Introduction
The goal of this article is to walk through developing a Dockerfile which can be used for building a Docker image that can be deployed to a variety of tools such as Kubernetes, Azure App Service, Google Cloud App Engine and Amazon ECS.
Deploying Machine Learning algorithms into production is rarely a straightforward task. Usually there are multiple variables to be weighted like what type of algorithm, what library was used for the model, how large is the model, how it’s predictions are going to be consumed (batch or online inference), what are the business goals, just to name a few. While there is no right or wrong way of doing it some solutions can get quite complex with many steps in the pipeline and different technologies involved, which is one of the reasons for many companies hiring Machine Learning Engineers and Data Scientists, while the first takes care of the deployment and the tech stack and the later of making models. In this post I will present a simple way of deploying models using Docker and Python which works with any library and most platforms, whether you are using AWS, GCP, Azure, bare metal or your local machine.
One of the main advantages of having a simple deploy script is that it’s a lot easier to debug since there are fewer components involved and it also takes less time to setup and get going. On the other hand the disadvantage is the lack of automation and scalability. But don’t get me wrong here, you will still be able to use this deployment methodology for a number of cases
Architecture
Below is a diagram showing how the architecture will be like once deployed.
Here the API and Model are in the same container to make things simpler but for future improvements it should be relatively straight forward to separate the API from the Model and keep each in it’s own container. The API handles all the communication with the outside world while interfacing with the model to get the results from it. Using Docker makes so that deployment can be made in virtually any platform, as long as you are able to run it on the host there shouldn’t be any problems. It also works great for making an isolated environment so if it works locally on testing it should behave similarly once deployed somewhere else.
Model
For this example the model being deployed is a Logistic Regression. The problem being solved is a Sentiment Analysis on a balanced sample of 10K tweets I made out of the sentiment140 dataset. The dataset can be found here. The client will send a tweet or a set of tweets inside a JSON on the request body and the server will respond with the corresponding sentiment of each tweet (positive or negative) based on the text.
Before reaching the model, each tweet goes through two steps:
Preprocessing following the traditional NLP pipeline which includes: removal of URLs, removal of punctuation, tokenization, removal of stop words, stemming and case-folding.
Two features are created based on word frequencies, that is, for each word that appear in the preprocessed tweet, they are summed based on how many times it appeared on both positive and negative tweets.
After processed two features are created, which are the total counts of word frequencies for positive and negative words in the document.
The model outputs a probability between 0 and 1 based on the input features generated for each tweet, which is then filtered to become the forecast labels.
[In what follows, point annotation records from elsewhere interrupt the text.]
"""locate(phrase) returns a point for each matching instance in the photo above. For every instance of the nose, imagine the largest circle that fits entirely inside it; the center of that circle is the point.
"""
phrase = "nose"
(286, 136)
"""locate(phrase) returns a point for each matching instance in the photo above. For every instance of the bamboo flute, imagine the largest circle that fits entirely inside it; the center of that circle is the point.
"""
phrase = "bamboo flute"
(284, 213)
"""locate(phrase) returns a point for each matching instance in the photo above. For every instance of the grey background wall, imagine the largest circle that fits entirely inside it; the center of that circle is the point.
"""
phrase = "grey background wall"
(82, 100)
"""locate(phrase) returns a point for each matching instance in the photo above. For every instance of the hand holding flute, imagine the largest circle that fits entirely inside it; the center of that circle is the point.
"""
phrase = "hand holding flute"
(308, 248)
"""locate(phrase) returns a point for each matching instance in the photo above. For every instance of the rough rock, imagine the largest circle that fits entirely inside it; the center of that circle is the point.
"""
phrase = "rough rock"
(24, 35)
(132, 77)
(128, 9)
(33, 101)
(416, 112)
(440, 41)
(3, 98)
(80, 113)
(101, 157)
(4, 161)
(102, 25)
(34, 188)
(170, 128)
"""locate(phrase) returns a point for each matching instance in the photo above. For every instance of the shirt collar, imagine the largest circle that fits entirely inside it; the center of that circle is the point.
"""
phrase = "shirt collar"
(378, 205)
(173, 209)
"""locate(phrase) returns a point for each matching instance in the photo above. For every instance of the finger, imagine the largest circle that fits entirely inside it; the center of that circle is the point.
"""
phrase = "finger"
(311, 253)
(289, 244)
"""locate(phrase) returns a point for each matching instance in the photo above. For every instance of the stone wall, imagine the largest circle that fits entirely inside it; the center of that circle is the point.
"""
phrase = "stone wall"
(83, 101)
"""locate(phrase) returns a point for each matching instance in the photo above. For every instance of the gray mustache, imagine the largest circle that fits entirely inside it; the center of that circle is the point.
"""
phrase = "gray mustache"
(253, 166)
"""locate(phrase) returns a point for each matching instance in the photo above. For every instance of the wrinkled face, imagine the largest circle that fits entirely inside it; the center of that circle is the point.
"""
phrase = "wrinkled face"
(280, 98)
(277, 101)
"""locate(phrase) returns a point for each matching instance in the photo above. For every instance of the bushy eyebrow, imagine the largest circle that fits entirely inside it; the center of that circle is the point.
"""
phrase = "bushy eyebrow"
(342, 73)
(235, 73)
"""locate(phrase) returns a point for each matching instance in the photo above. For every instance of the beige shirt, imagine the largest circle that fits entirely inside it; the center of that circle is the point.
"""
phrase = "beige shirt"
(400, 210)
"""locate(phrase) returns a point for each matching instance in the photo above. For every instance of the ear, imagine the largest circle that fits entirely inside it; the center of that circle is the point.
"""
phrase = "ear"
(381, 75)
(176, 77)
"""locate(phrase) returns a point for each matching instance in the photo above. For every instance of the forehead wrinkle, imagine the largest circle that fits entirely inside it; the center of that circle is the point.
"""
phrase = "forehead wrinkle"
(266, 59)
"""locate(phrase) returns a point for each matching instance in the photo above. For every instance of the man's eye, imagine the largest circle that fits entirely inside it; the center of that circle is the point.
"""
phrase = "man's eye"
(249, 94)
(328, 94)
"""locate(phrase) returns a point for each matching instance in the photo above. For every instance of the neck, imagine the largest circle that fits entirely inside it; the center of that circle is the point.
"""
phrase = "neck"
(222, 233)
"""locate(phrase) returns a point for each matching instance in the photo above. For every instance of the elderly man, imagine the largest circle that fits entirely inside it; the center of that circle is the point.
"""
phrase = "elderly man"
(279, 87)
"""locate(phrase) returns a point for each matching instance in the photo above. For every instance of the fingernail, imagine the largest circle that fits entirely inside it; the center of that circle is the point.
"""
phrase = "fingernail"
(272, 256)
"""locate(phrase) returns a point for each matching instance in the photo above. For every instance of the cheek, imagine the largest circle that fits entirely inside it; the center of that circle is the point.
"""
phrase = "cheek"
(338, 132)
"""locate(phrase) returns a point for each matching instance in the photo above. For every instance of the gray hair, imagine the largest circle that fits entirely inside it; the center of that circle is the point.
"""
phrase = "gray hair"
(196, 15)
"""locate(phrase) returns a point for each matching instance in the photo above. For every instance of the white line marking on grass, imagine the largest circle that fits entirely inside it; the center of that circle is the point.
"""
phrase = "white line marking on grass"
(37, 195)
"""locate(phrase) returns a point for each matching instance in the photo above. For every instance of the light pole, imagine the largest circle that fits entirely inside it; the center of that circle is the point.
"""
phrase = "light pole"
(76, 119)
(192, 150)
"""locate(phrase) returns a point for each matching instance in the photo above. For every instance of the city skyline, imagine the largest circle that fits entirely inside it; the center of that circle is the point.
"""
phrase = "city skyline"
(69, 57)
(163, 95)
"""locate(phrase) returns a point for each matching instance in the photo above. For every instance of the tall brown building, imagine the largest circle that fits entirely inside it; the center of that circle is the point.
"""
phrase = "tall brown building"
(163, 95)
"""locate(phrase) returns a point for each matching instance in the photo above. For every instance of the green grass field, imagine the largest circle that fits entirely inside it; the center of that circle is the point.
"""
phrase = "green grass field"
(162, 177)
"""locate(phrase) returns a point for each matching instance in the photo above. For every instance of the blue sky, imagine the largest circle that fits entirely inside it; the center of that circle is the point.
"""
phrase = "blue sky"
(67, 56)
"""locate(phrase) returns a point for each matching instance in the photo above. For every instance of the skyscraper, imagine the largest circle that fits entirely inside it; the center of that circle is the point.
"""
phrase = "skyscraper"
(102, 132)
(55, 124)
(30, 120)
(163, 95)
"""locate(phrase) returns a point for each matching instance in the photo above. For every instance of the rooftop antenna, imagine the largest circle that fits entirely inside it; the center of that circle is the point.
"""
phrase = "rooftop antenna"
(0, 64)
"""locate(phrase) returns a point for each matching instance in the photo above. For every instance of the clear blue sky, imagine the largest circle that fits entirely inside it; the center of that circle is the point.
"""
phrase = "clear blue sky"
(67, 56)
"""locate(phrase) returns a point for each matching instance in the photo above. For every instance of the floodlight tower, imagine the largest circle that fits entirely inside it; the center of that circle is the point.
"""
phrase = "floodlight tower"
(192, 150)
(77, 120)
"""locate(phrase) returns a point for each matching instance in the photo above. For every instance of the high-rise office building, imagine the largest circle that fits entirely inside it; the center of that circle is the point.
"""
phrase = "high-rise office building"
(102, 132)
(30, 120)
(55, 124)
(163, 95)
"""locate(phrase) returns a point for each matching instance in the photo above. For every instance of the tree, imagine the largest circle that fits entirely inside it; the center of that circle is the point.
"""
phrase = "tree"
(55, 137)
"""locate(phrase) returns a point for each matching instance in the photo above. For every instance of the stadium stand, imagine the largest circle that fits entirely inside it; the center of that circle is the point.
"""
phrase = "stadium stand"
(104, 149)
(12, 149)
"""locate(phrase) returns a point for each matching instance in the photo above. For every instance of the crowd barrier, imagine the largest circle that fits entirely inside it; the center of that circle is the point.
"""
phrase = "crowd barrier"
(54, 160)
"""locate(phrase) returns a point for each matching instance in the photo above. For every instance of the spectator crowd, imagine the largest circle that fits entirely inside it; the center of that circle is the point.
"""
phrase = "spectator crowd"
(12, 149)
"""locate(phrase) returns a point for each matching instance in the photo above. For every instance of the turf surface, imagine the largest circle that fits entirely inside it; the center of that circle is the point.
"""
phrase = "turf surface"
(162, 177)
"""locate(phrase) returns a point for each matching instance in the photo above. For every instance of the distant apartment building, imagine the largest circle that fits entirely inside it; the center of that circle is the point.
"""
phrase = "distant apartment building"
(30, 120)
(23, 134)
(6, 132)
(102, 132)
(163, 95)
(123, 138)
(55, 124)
This is a very simple approach towards modeling Sentiment and it usually lags behind other simple approaches like Naive Bayes. Also there are other more complete solutions using Google word2vec which are capable of capturing semantic representations and achieve much better performance.
Since the objective of this blog post is to show how to deploy an algorithm rather than develop and improve it, I kept things as simple as possible. If you are working on a similar problem it should be easy to change the Logistic Regression being used for a Neural Network or Vector Spaces and still keep the same project structure for deployment, except of course that a few more steps might be needed depending on the strategy being used.
For referencing, check this Notebook to see how the model was developed.
Setting up the environment
The first deployment step is to setup an environment where both the model and the API will run, ideally it should be isolated from the server OS so that reproducibility becomes guaranteed. For the rescue comes Docker which does exactly that. Docker is great since its build with the Infrastructure-as-Code paradigm in mind, so the file used to define the environment also becomes documentation and a way to rebuild the environment whenever necessary. Here we will keep things as simple as possible so that building the environment inside the container becomes a solution, not a problem.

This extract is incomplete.